I recently discovered two more Canadian Genealogy Conferences.  I’m undecided if I will attend either of them as yet, but they do look pretty tempting!

GENE-O-RAMA – Presented by the Ottawa Branch of the Ontario Genealogical Society April 13 & 14, 2018 at the Confederation Education Centre on Woodroffe Ave, in Ottawa Ontario.  If interested, you can register for the two day event and workshop for beginner genealogists.
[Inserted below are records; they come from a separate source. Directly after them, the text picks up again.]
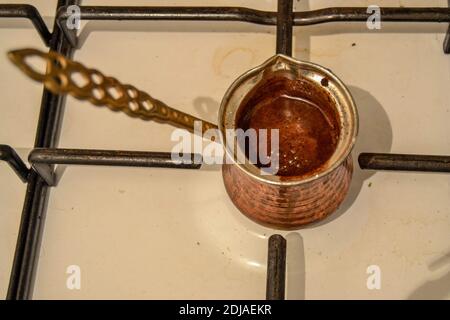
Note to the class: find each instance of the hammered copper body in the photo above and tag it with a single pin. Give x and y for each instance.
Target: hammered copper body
(280, 202)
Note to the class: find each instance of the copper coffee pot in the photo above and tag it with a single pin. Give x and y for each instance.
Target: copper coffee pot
(276, 201)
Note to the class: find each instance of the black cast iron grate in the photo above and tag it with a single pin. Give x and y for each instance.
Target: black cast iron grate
(45, 154)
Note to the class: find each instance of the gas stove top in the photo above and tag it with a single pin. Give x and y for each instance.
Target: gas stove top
(168, 233)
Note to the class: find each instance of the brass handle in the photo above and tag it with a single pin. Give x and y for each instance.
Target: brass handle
(66, 76)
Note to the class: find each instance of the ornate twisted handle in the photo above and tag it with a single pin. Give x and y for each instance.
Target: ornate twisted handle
(66, 76)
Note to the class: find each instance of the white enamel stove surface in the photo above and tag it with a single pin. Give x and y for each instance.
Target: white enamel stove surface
(161, 233)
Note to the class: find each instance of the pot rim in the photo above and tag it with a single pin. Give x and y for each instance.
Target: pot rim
(346, 103)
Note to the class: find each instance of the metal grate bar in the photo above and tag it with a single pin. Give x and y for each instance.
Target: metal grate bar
(404, 162)
(43, 159)
(343, 14)
(29, 12)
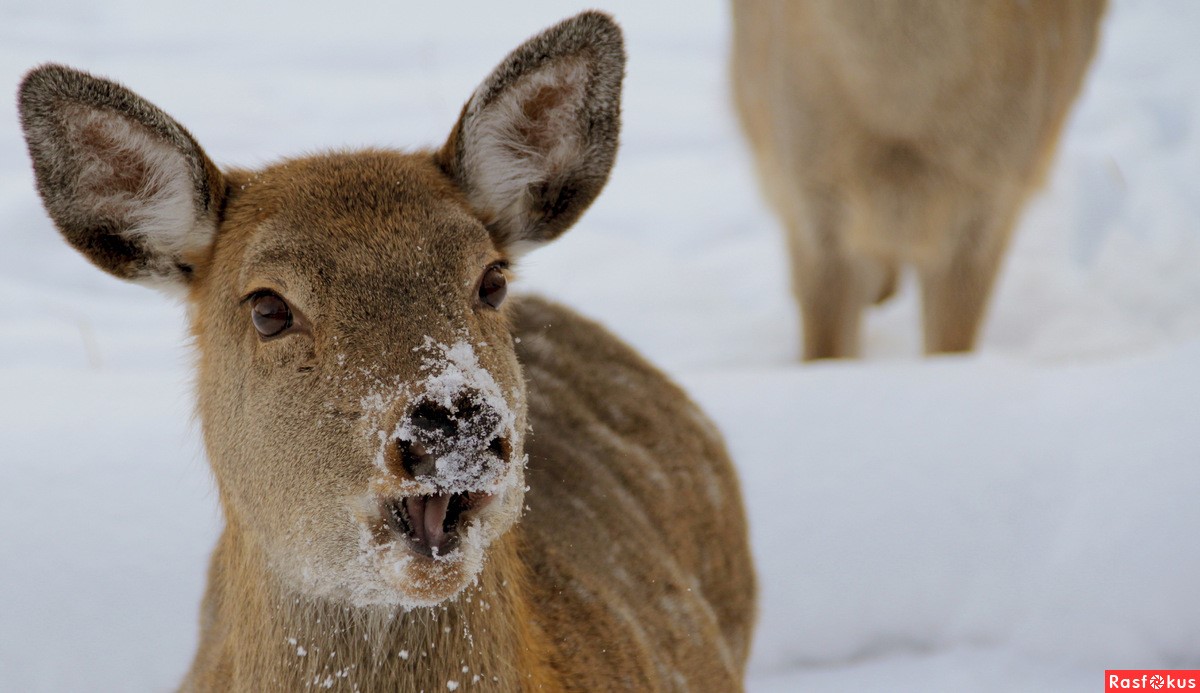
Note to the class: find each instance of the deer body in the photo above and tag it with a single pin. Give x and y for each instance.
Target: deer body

QFHS – The Quebec Family History Society will hold it’s International Conference May 18-20, 2018 at McGill University in Montreal Quebec.  The first day of the conference will be Ancestry Friday, followed by Opening Ceremonies with the rest of the lectures and activities held Saturday and Sunday.

The schedules for both conferences look really tempting and I just want to sign up for all of the conferences …

2018 Conference Calendar -Writing

Dates are set for some great genre Writer/Reader Conferences in Eastern Ontario for this year!

May 26th & 27th Limestone Genre Expo will be held at the Holiday Inn this year, in beautiful downtown Kingston Ontario.  Panels, readings, workshops and pitch sessions available, as well as a special evening with Michael Slade.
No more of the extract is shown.